Maintenant, Nicole pensait avoir tiré le gros lot. « Il n'est pas seulement mon visa pour l'Amérique et un homme riche, non, en plus, c'est un Africain, un Camerounais. Oui, un homme comme lui, on peut l'aimer, et il le faut », racontait-elle partout.
Sa chance était parfaite. Du moins, le pensait-elle. Une vilaine surprise l'attendait. Mais tout ce récit dramatique sera développé dans un autre livre : « Johnny Fuck Me Walker, le riche New Yorkais et mon prince rencontré sur internet en Afrique ».
La personne qui appelait n'avait pas envie d'abandonner si vite. Après plusieurs appels, il se décida à savoir de qui il s'agissait. Son cœur se mit à battre plus vite, un énorme sourire illumina son visage.
— Allô, ma chérie, mon amour de tous les jours, entendit-il dire.
— Où es-tu ?
— Je t’aime à en mourir, sans toi que deviendrait ma vie ? Je pense à toi sans cesse, alors je me suis mis en route en espérant te voir à Dubaï.
— … C’est vrai je te dis, mon miel, et en marchant avec ton image qui me fait perdre la tête, oubliant que j’étais sur une route, une moto m’a renversé. Viens vite, je suis assis au bord de la route et je t’attends, je n’en peux plus. Pourquoi dois-je autant souffrir ? Dois-je souffrir autant par amour pour toi ?
Sa gestuelle et ses mimiques représentaient exactement ce qu'il disait. Par exemple, lorsqu'il dit qu'il était assis au sol, il le fit également et s'assit au sol.
Mais comme nous l'avons déjà dit, Johnny Walker était maître dans l'art de planifier, même dans des situations où beaucoup auraient perdu leur patience. Son plan allait bientôt débuter. Il savait très bien qu'Amina allait accourir rapidement. Ses mots avaient fait leur effet. Il en était certain.
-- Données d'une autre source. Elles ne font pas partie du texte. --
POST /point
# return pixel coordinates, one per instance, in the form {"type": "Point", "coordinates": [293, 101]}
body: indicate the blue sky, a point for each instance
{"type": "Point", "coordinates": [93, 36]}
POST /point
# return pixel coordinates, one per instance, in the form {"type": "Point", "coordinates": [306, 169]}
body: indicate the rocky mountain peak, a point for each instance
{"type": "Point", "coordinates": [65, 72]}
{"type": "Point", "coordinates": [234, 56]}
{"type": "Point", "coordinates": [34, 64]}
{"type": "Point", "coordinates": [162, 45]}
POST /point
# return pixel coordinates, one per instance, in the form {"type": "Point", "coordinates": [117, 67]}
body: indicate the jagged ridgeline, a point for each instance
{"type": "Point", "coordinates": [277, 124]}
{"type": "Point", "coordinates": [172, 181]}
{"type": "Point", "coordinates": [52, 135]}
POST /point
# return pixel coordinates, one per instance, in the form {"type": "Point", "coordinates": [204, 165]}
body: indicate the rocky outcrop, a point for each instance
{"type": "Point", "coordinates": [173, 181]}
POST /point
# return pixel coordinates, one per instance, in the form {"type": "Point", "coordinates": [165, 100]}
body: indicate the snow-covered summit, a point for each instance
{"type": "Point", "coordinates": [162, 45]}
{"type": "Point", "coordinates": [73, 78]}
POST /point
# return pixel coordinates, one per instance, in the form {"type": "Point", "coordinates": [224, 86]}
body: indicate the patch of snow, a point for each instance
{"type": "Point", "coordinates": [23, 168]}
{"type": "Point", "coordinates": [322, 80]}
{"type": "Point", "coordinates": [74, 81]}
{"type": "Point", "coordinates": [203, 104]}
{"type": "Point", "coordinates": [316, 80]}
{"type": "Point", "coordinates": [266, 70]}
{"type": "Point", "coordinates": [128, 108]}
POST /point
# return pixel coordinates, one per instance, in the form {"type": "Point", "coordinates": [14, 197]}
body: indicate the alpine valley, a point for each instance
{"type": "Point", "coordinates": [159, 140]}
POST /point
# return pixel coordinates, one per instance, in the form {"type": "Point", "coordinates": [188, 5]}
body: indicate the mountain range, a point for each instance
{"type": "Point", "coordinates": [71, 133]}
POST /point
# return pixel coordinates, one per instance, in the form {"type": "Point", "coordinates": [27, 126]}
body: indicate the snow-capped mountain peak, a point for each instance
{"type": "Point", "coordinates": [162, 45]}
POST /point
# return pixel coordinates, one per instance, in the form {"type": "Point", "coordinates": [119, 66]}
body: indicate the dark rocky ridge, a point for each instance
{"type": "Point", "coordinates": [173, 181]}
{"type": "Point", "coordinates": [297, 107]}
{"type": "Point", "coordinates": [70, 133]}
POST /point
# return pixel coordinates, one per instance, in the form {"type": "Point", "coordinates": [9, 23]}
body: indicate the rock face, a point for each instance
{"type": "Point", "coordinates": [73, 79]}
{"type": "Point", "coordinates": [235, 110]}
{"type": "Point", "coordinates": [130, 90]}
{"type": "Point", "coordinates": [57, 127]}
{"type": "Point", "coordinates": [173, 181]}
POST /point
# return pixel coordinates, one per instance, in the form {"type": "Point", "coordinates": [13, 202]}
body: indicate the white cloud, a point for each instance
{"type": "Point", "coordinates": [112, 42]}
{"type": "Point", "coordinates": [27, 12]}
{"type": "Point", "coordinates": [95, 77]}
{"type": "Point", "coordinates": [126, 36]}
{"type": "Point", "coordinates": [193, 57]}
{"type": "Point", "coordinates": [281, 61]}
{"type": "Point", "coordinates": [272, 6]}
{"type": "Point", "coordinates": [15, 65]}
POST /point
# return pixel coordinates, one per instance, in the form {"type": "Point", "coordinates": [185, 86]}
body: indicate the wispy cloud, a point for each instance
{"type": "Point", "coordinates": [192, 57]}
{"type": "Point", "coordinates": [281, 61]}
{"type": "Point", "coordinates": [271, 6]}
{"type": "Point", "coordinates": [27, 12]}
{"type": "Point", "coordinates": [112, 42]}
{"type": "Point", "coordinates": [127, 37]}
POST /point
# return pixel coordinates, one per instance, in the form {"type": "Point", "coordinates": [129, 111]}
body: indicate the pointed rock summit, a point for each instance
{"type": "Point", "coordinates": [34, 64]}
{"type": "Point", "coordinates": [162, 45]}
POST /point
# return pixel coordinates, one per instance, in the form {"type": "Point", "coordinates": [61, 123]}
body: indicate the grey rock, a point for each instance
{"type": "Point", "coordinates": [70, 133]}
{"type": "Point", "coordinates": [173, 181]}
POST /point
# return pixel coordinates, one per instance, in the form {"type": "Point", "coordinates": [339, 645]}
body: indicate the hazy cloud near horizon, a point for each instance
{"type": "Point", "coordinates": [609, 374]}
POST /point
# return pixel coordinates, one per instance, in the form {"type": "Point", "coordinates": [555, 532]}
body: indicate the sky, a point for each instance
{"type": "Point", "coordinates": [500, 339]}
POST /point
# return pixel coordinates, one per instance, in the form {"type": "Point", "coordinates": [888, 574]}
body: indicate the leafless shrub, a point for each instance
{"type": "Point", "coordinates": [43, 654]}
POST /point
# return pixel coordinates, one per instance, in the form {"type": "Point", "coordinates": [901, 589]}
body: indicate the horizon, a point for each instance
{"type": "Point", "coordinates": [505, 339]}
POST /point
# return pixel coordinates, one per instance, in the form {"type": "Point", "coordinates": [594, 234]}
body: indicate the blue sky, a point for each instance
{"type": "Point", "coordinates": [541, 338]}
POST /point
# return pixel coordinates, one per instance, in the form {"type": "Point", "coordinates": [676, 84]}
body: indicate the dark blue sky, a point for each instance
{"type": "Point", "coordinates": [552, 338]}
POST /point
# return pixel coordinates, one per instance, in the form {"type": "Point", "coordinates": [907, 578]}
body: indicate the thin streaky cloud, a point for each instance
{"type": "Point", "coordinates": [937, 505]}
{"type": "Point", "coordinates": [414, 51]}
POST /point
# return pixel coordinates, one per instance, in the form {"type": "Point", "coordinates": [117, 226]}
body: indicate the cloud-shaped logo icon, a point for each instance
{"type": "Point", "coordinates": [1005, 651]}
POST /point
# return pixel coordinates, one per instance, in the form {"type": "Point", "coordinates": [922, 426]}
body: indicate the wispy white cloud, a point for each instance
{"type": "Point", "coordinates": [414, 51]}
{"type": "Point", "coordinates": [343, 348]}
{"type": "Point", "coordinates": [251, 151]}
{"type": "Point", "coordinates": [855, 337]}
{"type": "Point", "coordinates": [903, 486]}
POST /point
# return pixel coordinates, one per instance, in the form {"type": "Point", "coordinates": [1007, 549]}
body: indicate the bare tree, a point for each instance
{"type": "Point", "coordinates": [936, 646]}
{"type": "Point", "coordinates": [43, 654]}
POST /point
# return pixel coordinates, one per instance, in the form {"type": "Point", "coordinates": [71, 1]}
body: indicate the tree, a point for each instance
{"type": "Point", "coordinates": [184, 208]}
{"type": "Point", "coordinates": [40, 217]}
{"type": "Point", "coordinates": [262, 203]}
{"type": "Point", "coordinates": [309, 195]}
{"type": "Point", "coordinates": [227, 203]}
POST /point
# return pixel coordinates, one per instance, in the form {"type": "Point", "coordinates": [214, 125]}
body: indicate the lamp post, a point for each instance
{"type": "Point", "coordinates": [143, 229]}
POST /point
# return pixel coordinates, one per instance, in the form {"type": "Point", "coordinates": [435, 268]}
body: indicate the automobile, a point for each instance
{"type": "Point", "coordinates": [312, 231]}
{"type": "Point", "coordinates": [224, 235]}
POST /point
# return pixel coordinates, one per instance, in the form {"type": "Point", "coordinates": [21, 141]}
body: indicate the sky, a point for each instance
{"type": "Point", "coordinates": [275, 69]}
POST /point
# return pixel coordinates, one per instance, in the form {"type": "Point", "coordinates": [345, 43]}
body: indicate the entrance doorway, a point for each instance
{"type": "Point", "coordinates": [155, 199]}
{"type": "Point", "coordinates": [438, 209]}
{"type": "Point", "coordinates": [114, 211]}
Ce n'est pas comme si les Camerounaises ne savaient pas que ces magnifiques mots, ces poèmes d'amour, n'étaient que des jeux. Elles le savent et elles aiment ça. Elles font la même chose. Sur le moment, on profite simplement des mots, on se réjouit d'être quelqu'un de spécial, d'être adulé. Ce sentiment fait du bien, détend l'atmosphère et rend heureux. Quand on veut passer quelques heures ensemble et se sentir bien. On fait un compliment à l'autre et on profite du spectacle, surtout entre deux amoureux. La flatterie fait partie du jeu. « On ne vit qu'une fois », disent les Africains.
C’est aussi vraiment le cas que les Africains sont avares de mots lorsqu'il s'agit du vrai amour. Johnny n'aurait jamais parlé ainsi si Amina était sa femme ou sa petite amie officielle. Il faut donc faire attention lorsqu'un homme commence à vous conter fleurette. On peut facilement en déduire, qu'on n'est qu'un simple « passe-temps » pour cette personne et qu’il ne faut sûrement pas perdre la tête.
Amina arriva très vite à ses côtés. C'était une femme très attirante, milieu de la quarantaine, mariée avec un homme riche de la ville et mère de quatre enfants. Elle récupéra rapidement J.W., et roula rapidement avec lui ailleurs, dans un endroit discret où on ne les verrait pas ensemble.
— Oh, mon chou, qu'est-ce qu'il t'est arrivé ? Demanda-t-elle.
— À cause de toi mon bonbon, à cause de toi, dit seulement Johnny qui s'affala sur le siège passager en fermant les yeux.
C'est la première fois qu'Amina le voyait faible et impuissant.